Schnellauswahl

In Sachen Frauen dann doch konservativ

NATIONALRAT
APA/HANS PUNZ

Die ÖVP versucht sich mit einer neuer Initiative als Frauenförderpartei zu inszenieren. Für Türkis-Blau war das Thema bisher aber nur oberflächlich von Relevanz.

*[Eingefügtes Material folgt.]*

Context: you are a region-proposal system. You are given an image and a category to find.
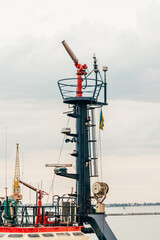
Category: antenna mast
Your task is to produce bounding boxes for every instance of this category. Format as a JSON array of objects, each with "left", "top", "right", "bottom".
[{"left": 12, "top": 143, "right": 22, "bottom": 201}]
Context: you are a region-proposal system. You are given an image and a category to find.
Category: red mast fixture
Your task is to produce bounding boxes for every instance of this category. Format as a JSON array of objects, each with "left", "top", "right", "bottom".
[{"left": 62, "top": 40, "right": 88, "bottom": 97}]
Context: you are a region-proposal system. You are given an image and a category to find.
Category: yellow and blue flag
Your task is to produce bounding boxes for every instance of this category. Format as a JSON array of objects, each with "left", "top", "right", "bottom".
[{"left": 99, "top": 109, "right": 104, "bottom": 130}]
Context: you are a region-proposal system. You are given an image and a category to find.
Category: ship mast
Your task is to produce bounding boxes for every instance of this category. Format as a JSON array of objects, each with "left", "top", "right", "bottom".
[
  {"left": 11, "top": 143, "right": 22, "bottom": 201},
  {"left": 55, "top": 41, "right": 116, "bottom": 240}
]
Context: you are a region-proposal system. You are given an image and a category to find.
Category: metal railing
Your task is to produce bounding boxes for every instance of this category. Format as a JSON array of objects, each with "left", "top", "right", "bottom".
[{"left": 58, "top": 78, "right": 103, "bottom": 100}]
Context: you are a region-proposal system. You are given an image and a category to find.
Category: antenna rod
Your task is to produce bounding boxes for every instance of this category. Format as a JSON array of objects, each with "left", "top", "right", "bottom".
[
  {"left": 62, "top": 40, "right": 78, "bottom": 63},
  {"left": 5, "top": 126, "right": 8, "bottom": 197}
]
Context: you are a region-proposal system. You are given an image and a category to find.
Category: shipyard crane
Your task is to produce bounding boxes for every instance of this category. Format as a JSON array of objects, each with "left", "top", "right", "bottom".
[{"left": 11, "top": 143, "right": 22, "bottom": 201}]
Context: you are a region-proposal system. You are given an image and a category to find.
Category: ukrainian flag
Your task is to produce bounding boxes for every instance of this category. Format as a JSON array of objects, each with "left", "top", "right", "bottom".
[{"left": 99, "top": 109, "right": 104, "bottom": 130}]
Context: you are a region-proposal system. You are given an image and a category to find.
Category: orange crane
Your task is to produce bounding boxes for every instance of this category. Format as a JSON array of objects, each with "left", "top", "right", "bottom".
[{"left": 11, "top": 143, "right": 22, "bottom": 201}]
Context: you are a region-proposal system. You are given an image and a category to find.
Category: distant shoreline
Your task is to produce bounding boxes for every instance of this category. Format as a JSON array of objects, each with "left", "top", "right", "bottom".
[{"left": 106, "top": 202, "right": 160, "bottom": 207}]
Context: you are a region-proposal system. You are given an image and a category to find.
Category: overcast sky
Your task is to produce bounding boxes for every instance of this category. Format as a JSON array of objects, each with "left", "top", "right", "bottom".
[{"left": 0, "top": 0, "right": 160, "bottom": 202}]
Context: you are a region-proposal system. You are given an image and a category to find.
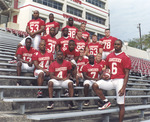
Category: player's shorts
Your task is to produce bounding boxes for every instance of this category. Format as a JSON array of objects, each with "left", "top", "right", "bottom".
[
  {"left": 96, "top": 79, "right": 125, "bottom": 104},
  {"left": 83, "top": 80, "right": 96, "bottom": 88},
  {"left": 21, "top": 63, "right": 34, "bottom": 71},
  {"left": 20, "top": 34, "right": 41, "bottom": 50},
  {"left": 34, "top": 69, "right": 46, "bottom": 78},
  {"left": 102, "top": 51, "right": 110, "bottom": 60},
  {"left": 48, "top": 79, "right": 73, "bottom": 88}
]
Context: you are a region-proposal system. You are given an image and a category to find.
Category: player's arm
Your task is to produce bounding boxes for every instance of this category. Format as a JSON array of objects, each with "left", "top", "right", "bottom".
[
  {"left": 83, "top": 72, "right": 95, "bottom": 80},
  {"left": 119, "top": 69, "right": 130, "bottom": 96},
  {"left": 33, "top": 25, "right": 45, "bottom": 35},
  {"left": 17, "top": 54, "right": 28, "bottom": 63},
  {"left": 49, "top": 72, "right": 63, "bottom": 80}
]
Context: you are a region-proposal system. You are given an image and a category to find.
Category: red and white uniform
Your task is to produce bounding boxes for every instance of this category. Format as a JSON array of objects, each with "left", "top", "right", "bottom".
[
  {"left": 82, "top": 63, "right": 102, "bottom": 78},
  {"left": 17, "top": 46, "right": 37, "bottom": 71},
  {"left": 82, "top": 31, "right": 90, "bottom": 42},
  {"left": 82, "top": 63, "right": 102, "bottom": 87},
  {"left": 20, "top": 18, "right": 45, "bottom": 50},
  {"left": 45, "top": 21, "right": 60, "bottom": 35},
  {"left": 58, "top": 36, "right": 74, "bottom": 51},
  {"left": 74, "top": 39, "right": 88, "bottom": 50},
  {"left": 49, "top": 60, "right": 73, "bottom": 88},
  {"left": 32, "top": 51, "right": 53, "bottom": 70},
  {"left": 94, "top": 60, "right": 106, "bottom": 68},
  {"left": 17, "top": 46, "right": 37, "bottom": 62},
  {"left": 77, "top": 57, "right": 89, "bottom": 73},
  {"left": 99, "top": 36, "right": 117, "bottom": 52},
  {"left": 62, "top": 48, "right": 80, "bottom": 61},
  {"left": 106, "top": 52, "right": 131, "bottom": 79},
  {"left": 88, "top": 42, "right": 102, "bottom": 56},
  {"left": 62, "top": 25, "right": 78, "bottom": 38},
  {"left": 42, "top": 35, "right": 57, "bottom": 54},
  {"left": 96, "top": 52, "right": 131, "bottom": 104}
]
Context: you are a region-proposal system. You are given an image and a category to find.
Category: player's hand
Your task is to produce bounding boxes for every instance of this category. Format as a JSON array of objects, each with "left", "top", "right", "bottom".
[
  {"left": 28, "top": 62, "right": 32, "bottom": 67},
  {"left": 118, "top": 88, "right": 125, "bottom": 96}
]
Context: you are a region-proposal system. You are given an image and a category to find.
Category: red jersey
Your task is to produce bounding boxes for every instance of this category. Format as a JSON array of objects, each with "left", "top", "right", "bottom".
[
  {"left": 99, "top": 36, "right": 117, "bottom": 52},
  {"left": 32, "top": 51, "right": 53, "bottom": 70},
  {"left": 106, "top": 52, "right": 131, "bottom": 79},
  {"left": 17, "top": 46, "right": 37, "bottom": 62},
  {"left": 61, "top": 25, "right": 78, "bottom": 38},
  {"left": 77, "top": 57, "right": 89, "bottom": 73},
  {"left": 83, "top": 63, "right": 102, "bottom": 78},
  {"left": 58, "top": 36, "right": 74, "bottom": 51},
  {"left": 41, "top": 35, "right": 57, "bottom": 54},
  {"left": 94, "top": 60, "right": 106, "bottom": 68},
  {"left": 27, "top": 18, "right": 45, "bottom": 33},
  {"left": 49, "top": 60, "right": 72, "bottom": 78},
  {"left": 74, "top": 39, "right": 87, "bottom": 50},
  {"left": 82, "top": 31, "right": 90, "bottom": 42},
  {"left": 62, "top": 48, "right": 80, "bottom": 61},
  {"left": 45, "top": 21, "right": 60, "bottom": 35},
  {"left": 88, "top": 42, "right": 102, "bottom": 56}
]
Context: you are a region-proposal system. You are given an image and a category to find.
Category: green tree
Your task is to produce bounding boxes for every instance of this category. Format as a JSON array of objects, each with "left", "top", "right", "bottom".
[{"left": 128, "top": 33, "right": 150, "bottom": 50}]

Die ÖVP möchte sich also das Thema Frauenförderung auf die Fahnen heften, indem die Parteienförderung künftig an Quoten hängen soll. Nur Parlamentsklubs, die eine Frauenquote von mindestens 40 Prozent vorweisen können, sollen die volle Summe bekommen. Klingt gut, hat aber Haken. Das bisherige Vorzugsstimmensystem der ÖVP torpediert den eigenen Vorschlag bis zu einem gewissen Grad. Denn auch wenn bei der Listenerstellung auf ein Reißverschlusssystem geachtet wird, sagt das schließlich nicht unbedingt etwas darüber aus, wer schließlich im Parlamentsklub landet. Auch dass der Wählerwille an eine Quote gekoppelt sein soll, ist verfassungsrechtlich wohl problematisch.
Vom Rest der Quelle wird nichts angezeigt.